20 years of saving lives
Working with The George Institute for 20 years, critical care physician Professor Simon Finfer has led transformational studies into intensive care to reduce mortality and shed light on one of the world’s most serious silent killers – sepsis.
Now Professorial Fellow in the Critical Care and Trauma Division at The George Institute, Simon first came across the Institute shortly after its establishment in 1999.
“By chance, it had just been set up in an office in one of the old buildings at Royal North Shore Hospital, which is where I worked at the time and still do,” he says. “The Institute only had about eight people then but they were open to really ambitious ideas.”
Simon and others soon designed and found funding for the world’s first intensive care unit (ICU) mega-trial, the SAFE study, which was the first to demonstrate that robust, high-quality research could be done with critically ill patients.
“It really changed the whole landscape of critical care and research around the world because most people believed it was not possible to recruit that number of patients into a critical care trial and make sense of it,” he says. “I think our greatest achievement at the Institute has been to demonstrate that really robust, high-quality research could be done in the critical care population and lead to improved mortality.”
The success of that trial led to numerous other ICU guideline-changing studies until Simon found himself coming full circle to focus on a condition about which he had conducted pioneering research many years earlier as a founding member of the Australian and New Zealand Intensive Care Society (ANZICS) Clinical Trials Group.
“I did the original study of the epidemiology of sepsis in Australia and New Zealand in 2003 and it was quite clear that sepsis was one of the major issues that we needed to tackle in ICUs to reduce mortality rates,” he says.
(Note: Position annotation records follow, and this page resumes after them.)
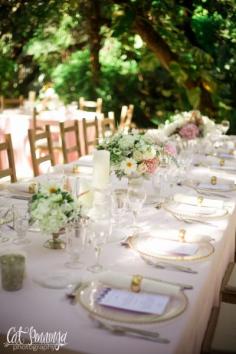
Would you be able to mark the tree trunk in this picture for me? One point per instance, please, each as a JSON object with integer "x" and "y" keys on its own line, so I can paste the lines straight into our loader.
{"x": 91, "y": 12}
{"x": 165, "y": 56}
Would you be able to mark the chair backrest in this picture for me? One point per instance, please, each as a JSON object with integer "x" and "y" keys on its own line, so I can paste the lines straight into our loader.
{"x": 11, "y": 102}
{"x": 37, "y": 158}
{"x": 34, "y": 120}
{"x": 90, "y": 105}
{"x": 90, "y": 130}
{"x": 64, "y": 130}
{"x": 126, "y": 116}
{"x": 7, "y": 147}
{"x": 107, "y": 126}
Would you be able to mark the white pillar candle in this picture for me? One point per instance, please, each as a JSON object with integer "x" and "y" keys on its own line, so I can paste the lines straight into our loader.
{"x": 101, "y": 169}
{"x": 85, "y": 192}
{"x": 32, "y": 96}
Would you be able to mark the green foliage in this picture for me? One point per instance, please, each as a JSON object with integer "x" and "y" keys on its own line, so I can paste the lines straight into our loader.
{"x": 51, "y": 41}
Sepsis is a life-threatening condition that occurs when the body's response to infection damages internal organs and tissues. If not treated, it can lead to worsening organ failure and death. Many who survive sepsis are left with horrendous life-changing conditions, including amputation and post-traumatic stress disorder.
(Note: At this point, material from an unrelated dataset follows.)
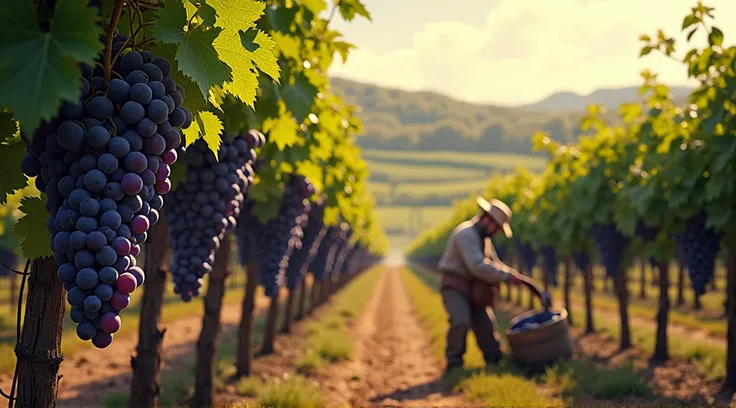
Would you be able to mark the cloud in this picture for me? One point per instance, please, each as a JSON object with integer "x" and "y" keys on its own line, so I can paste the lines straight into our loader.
{"x": 531, "y": 48}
"Sepsis kills more Australians each year than breast or prostate cancer, but there’s no public outcry about this, or national campaign to reduce the shockingly high death rate,” says Simon. “It is still the most common cause of death in patients in ICUs."
When Simon began his initial study into sepsis, around 100,000 people were being admitted to ICUs in Australia each year, with the average mortality rate at around 15%.
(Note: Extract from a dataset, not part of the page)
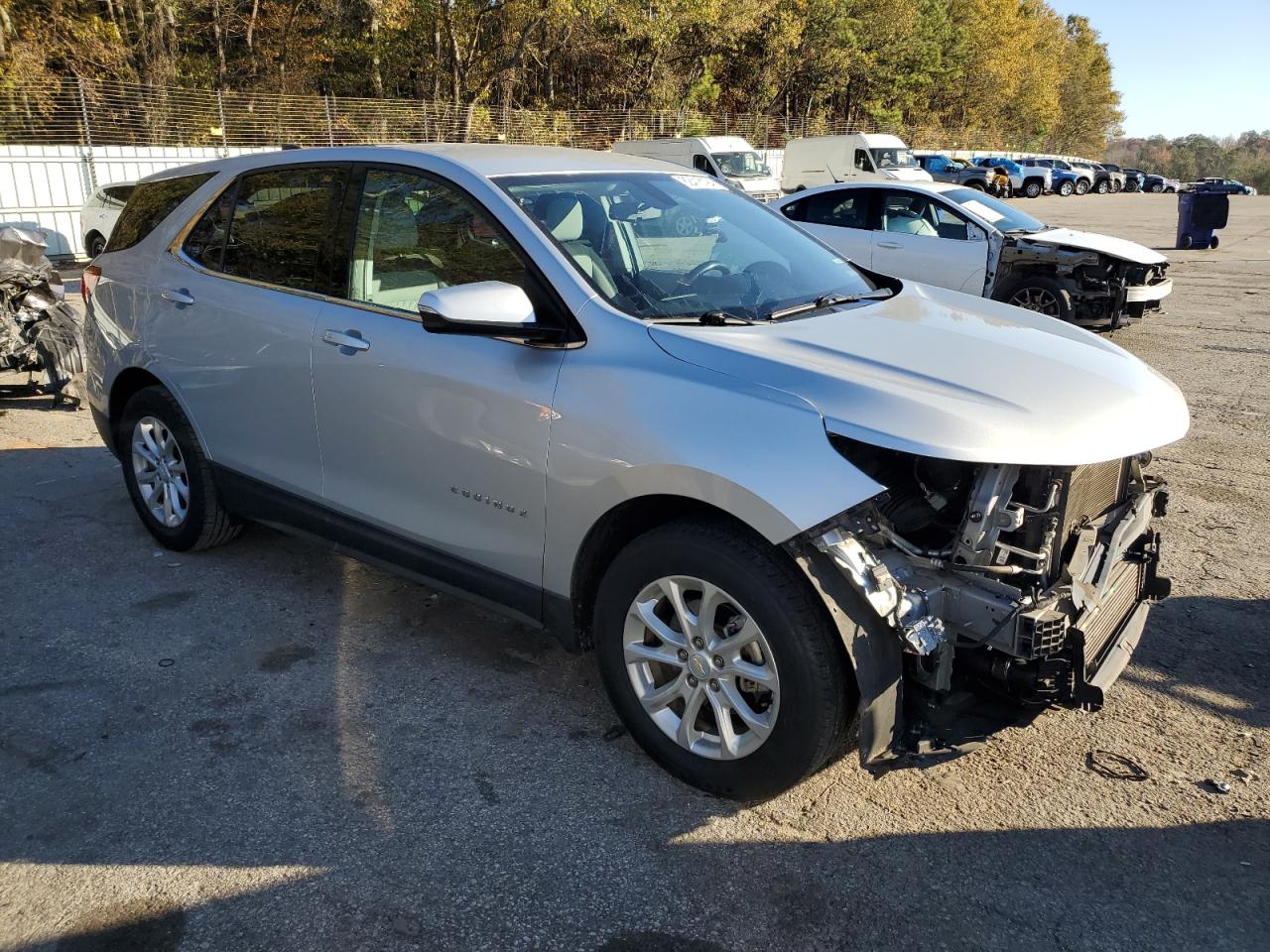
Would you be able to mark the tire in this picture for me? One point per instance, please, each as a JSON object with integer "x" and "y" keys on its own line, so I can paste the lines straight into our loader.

"One in six-to-seven people who went to intensive care would die during their hospital admission,” Simon says. “We set ourselves the goal of reducing that by 2%, which would mean saving 2,000 lives per year – the same number of people killed on the roads in Australia each year."
Simon and his team at the Institute, along with other research teams trialed a number of medical interventions to reduce the mortality rate, which included raising awareness about the disease among hospitals.
The results speak for themselves.
"The mortality rate across the world of patients with sepsis shock 20 years ago was just short of 50%, and now it's in the high 20s,” he explains. “I can confidently say that we collectively achieved the 2% figure quite easily and substantially."
Nevertheless, much more needs to be done and Simon now sees raising awareness of sepsis among medical practitioners and the general public as another key factor to reducing mortality, particularly among vulnerable groups such as children.
“More than 50 percent of sepsis deaths in children occur within 24 hours so it is essential parents are aware of early symptoms and seek urgent medical care,” he says.
“Sepsis can be prevented and, in many cases, can be treated successfully. We need to ensure that when patients present with symptoms they receive the best care possible, and that treatment begins as quickly as possible.”